# New Jungle Vals Melting, HELP PLEASE!



## OVT (Nov 29, 2011)

To answer two of your questions:

Will they survive? nobody knows. It really depends on how badly they got damaged by cold. If ALL leaves are melting, then highly unlikely. And that is irrespective of your current light and fertilization (Healthy Vals can prosper at pretty low light. Low light = lower demand for nutrients. The melting leaves are releasing nutrients).

Will they survive if ALL leaves melt?: Highly unlikely, especially in the current situation. If ALL the leaves got so badly damaged as to completely melt, the chance that roots and the bulb did not sustain similar damage is improbable.

Even healthy plants can have difficulties adapting to a new environment.

Sorry for my grim opinion .

v3


----------



## Raymond S. (Dec 29, 2012)

What size tank ?
The two CFL lights are all that you need and could be more than you need.
The 23W ones are overkill.
10-14W is usual and depending on the size tank 1 or two of them till you get to 36".
But 6500K is what is normally used.
If you use two I'd try to get one of them in 4000K
Need more info/ tank size any ferts ?


----------



## G0rkhe (Mar 3, 2014)

The tank size is 10 gallon and the fert I'll be using is osmocote root tab. So do you think there would not be a balance of fert and light if I put in a 23W one?

The root did not seem to be damaged at all when they came in, they looked all healthy when I planted them.


----------



## oblongshrimp (Jul 26, 2006)

Vals are very sensitive to Flourish Excel too so if you are using that it will cause them to melt.


----------



## jeremy va (Dec 22, 2012)

Everyone is giving you good information but, in my experience, Vals will often melt when they are transplanted -- but they come back. I just transplanted some (maybe 30) and a good number of leaves are melting. Sometimes, if they are large plants (8" or more) I cut them back to about 3" and transplant them because I figure most of the leaves are going to die back anyway. So, don't give up on 'em yet -- wait a couple of weeks and look for new growth...


----------



## JwDiedrich16 (Feb 8, 2014)

yes the val should survive no worries it does that usually


----------



## ctaylor3737 (Nov 14, 2013)

Yes they should come back, they just look like they usually do from shipping. Remember if you cut a blade chances are it will all die. Not always but if it was just shipped plant it and let it be. With any new plant there will be many changes and one thing you can learn in this hobby is patience. With plants nothing is quick, easy or a cure-all. Do your research on here and read some more, ask questions and if all possible keep your hands out of the tank until your sure that's the best course of action! 

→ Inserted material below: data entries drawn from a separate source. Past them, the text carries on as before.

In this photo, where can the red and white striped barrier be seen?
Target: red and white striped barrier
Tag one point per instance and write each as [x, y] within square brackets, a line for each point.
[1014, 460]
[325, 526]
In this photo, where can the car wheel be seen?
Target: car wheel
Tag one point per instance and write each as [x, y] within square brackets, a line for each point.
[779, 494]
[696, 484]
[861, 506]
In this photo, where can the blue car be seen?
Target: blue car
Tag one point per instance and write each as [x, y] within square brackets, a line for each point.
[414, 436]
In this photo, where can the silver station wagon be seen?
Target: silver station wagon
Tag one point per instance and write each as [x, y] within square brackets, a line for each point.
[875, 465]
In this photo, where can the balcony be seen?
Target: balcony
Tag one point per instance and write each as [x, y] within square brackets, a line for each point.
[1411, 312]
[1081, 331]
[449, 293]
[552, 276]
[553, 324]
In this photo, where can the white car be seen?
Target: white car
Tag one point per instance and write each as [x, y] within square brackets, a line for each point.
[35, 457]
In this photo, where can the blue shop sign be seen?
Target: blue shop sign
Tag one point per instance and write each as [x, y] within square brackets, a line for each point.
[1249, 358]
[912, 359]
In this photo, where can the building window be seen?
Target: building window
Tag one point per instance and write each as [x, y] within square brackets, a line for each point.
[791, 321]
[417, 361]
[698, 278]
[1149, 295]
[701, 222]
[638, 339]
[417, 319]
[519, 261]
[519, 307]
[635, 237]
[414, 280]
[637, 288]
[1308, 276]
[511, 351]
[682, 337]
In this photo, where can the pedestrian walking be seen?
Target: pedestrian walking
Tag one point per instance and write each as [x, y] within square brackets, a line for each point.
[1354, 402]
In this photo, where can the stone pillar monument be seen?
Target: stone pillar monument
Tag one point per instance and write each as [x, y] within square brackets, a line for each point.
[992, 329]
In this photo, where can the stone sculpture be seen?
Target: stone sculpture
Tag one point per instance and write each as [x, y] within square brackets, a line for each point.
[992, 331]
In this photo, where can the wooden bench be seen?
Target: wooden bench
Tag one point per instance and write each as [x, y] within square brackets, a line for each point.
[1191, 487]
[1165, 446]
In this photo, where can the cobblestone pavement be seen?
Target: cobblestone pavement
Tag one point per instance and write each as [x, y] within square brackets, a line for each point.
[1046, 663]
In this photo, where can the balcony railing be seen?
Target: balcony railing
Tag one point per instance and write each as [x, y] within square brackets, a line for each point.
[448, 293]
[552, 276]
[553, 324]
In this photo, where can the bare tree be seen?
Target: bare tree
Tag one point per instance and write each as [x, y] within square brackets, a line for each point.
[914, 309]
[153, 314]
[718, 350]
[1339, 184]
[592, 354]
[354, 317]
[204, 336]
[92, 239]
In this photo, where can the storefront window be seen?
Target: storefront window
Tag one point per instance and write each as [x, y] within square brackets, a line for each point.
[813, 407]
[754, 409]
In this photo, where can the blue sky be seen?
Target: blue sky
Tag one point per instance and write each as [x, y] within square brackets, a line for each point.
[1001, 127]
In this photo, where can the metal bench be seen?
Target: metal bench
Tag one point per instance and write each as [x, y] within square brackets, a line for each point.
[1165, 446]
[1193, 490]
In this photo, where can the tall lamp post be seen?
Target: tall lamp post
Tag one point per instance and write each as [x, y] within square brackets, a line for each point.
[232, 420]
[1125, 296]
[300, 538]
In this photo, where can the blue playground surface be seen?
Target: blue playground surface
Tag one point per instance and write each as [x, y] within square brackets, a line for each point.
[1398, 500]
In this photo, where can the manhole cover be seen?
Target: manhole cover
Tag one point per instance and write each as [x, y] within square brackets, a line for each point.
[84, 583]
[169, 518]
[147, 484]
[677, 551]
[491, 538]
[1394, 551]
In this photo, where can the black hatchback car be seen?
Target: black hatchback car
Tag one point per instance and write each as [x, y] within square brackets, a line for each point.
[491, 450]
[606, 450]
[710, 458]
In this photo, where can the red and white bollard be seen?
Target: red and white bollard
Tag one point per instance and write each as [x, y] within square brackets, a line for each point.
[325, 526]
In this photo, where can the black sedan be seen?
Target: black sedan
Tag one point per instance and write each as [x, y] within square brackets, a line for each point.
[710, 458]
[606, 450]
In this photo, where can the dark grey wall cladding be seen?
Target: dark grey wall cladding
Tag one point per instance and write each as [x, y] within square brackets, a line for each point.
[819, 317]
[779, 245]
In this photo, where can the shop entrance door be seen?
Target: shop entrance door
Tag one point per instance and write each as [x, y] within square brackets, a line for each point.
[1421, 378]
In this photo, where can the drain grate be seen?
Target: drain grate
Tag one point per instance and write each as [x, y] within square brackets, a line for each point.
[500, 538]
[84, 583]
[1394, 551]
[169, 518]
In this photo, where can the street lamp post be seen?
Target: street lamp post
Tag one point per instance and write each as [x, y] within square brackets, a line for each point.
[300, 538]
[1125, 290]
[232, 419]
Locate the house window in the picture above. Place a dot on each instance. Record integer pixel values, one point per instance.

You will make mistakes and learn the hard way but that's the joy of this hobby.


----------



## G0rkhe (Mar 3, 2014)

Thank you for your replies. 

No, I haven't used flourish excel and don't plant to. I ordered, osmocote and some 00 size capsules to make DIY root tabs. I also ordered some stuff for DIY CO2 so i will put all those in the tank by the end of the week and see how it goes. Would 2 x 23 bulb really be over kill? I read that for tanks 10 gallon and less, you need more watts per gallon to achive the required PAR amount. I was aiming for mid to mid-high lights with CO2 so I could get dwarf sags make a carpet instead of just grow tall.

Any feedbacks?


----------